Thursday's announcement of the management change came as Lenovo reported a net loss of $97 million for the quarter ended Dec. 31, down from a profit of $172 million a year earlier. That translated to a loss of 1.09 U.S. cents a share, or 8.5 Hong Kong cents, in the latest quarter, from a profit of 1.76 U.S. cents a share in the year-ago period. Shipments of PCs in the quarter fell 5% globally, with 7% declines in China, while revenue dropped 20% to $3.59 billion, from $4.49 billion in the year-earlier period.

Lenovo warned of the impending loss last month, and said that it planned to cut 11% of its work force, or about 2,500 jobs, and reduce executive pay in an effort to return to profitability.

The 64-year-old Mr. Liu, one of China's most prominent technology executives, helped start the company that eventually became Lenovo. In 1984, he and a group of colleagues from China's Institute of Computing Technology used government funding of less than $25,000 to establish what eventually became Legend Holdings Ltd. Legend, where Mr. Liu is currently vice chairman, remains Lenovo's biggest shareholder, with a stake of about 45%.

Mr. Yang, 44 years old, joined Legend in 1989, and became CEO in 2001. He, along with Mr. Liu, helped build the company's Chinese business, managed its international rebranding as Lenovo in 2003, and helped engineer the IBM acquisition in 2005. That experience gives Mr. Yang "unique leadership ability" where Lenovo now wants to focus, Mr. Liu said.

Lenovo executives took pains to emphasize that the departure of Mr. Amelio was amicable, praising the 51-year-old for his successes and noting that he will stay on as an advisor to the company until September. Mr. Liu said that Mr. Amelio had already adopted many of the strategic initiatives the company now wants to emphasize, but that the deteriorating global environment required more urgent action. "We originally wanted to move in this direction, but the sudden change in the circumstances means that we need to move faster," he said. Mr. Amelio, in a Lenovo statement announcing the changes, said he is "pleased with what we have accomplished."

Mr. Amelio was tasked with an extraordinarily complicated transition at Lenovo, integrating two companies that had vastly different cultures, languages and pay structures. While the effort was successful in many respects, Lenovo has struggled to maintain its traction in international markets against bigger rivals like Hewlett-Packard Co. as well as fast-growing Acer Inc. of Taiwan.
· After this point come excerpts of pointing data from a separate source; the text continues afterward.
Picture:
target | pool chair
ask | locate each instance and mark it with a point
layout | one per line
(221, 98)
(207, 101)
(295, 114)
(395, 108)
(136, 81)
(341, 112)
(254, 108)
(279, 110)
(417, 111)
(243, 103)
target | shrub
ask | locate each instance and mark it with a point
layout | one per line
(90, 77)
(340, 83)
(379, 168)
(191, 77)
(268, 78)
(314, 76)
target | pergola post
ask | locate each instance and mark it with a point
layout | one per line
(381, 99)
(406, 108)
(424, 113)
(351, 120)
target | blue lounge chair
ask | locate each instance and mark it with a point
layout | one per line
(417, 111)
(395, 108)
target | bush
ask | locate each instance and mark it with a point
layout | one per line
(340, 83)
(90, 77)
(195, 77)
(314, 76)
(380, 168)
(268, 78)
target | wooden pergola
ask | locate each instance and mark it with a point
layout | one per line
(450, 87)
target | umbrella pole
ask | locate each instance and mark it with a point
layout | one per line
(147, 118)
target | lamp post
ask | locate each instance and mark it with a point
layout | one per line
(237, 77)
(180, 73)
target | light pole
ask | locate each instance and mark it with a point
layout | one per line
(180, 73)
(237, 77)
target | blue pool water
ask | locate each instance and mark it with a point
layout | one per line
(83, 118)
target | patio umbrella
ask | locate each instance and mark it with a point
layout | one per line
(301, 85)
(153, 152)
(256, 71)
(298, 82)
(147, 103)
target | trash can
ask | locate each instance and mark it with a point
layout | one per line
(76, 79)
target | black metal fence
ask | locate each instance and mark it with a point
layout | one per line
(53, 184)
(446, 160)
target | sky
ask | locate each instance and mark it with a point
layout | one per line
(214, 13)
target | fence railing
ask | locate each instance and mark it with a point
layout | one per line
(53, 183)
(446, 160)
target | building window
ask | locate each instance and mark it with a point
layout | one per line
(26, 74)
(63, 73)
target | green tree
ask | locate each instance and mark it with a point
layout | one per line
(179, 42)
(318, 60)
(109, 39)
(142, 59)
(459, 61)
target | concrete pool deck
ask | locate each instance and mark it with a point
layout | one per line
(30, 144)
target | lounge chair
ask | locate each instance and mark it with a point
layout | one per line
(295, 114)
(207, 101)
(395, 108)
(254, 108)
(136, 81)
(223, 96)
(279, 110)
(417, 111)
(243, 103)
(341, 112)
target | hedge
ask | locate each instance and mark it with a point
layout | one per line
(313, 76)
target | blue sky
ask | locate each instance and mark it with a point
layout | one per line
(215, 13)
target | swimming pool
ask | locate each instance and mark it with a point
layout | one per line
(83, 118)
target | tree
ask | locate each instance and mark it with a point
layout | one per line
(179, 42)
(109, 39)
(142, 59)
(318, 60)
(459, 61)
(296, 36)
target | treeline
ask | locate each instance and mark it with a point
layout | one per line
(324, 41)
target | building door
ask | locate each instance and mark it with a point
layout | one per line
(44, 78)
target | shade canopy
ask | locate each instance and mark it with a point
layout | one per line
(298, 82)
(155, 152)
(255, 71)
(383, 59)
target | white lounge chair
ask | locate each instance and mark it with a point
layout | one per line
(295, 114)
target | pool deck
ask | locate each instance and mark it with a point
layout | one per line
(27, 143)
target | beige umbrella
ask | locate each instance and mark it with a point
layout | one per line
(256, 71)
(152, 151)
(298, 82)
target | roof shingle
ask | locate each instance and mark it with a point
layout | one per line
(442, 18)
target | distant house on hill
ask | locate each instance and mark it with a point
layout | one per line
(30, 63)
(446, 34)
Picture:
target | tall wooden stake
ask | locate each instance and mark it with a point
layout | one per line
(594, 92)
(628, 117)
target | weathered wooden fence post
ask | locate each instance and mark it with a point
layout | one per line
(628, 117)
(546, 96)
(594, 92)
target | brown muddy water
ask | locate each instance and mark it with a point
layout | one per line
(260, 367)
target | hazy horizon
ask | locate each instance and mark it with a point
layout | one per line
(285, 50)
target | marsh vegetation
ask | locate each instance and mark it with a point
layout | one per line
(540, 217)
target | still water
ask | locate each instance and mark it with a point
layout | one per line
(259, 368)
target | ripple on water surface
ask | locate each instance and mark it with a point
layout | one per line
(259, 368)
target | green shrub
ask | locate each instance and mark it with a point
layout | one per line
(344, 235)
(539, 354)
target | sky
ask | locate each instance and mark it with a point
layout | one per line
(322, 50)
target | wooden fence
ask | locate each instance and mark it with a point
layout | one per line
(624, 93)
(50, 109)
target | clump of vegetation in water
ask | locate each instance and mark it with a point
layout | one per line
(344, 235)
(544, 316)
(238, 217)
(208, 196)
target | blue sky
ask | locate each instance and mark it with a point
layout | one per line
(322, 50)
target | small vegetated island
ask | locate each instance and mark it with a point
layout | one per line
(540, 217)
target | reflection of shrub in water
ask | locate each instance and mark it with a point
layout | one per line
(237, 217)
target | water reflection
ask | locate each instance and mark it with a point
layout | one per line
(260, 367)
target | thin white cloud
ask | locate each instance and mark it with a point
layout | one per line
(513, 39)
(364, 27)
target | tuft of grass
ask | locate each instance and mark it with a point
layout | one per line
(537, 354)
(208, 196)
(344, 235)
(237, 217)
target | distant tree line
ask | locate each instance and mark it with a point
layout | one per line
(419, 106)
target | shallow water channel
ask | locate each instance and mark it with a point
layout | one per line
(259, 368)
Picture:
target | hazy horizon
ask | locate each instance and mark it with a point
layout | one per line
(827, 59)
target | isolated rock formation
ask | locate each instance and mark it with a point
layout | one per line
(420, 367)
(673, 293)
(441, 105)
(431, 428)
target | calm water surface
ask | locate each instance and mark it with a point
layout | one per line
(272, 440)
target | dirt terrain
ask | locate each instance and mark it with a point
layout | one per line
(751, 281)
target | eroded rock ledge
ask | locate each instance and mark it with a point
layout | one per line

The IBM business's focus on big corporate customers made it hard to capitalize on the growth in consumer sales that dominated the PC industry in recent years.

In the fourth quarter of 2008, Lenovo's share of global PC unit sales fell to 7.2%, from 7.5% a year earlier. Acer's share in the same period jumped to 11.8% from 9.4% the year before.

Mr. Liu also stressed that the management changes don't mean that Lenovo is moving away from being an international company. "Lenovo's goal in acquiring IBM's PC business was to make this an international company," he said. "The approach we're taking now is aimed at making sure we can grow better in this environment, but there is no change in our goal."

Since the IBM deal, Lenovo has explored other, smaller acquisition possibilities without fruition. Nevertheless, mergers and acquisitions are "still an important part of our development strategy," Mr. Liu said. "We will be looking continuously, but it's too early to say when or what time we would do anything."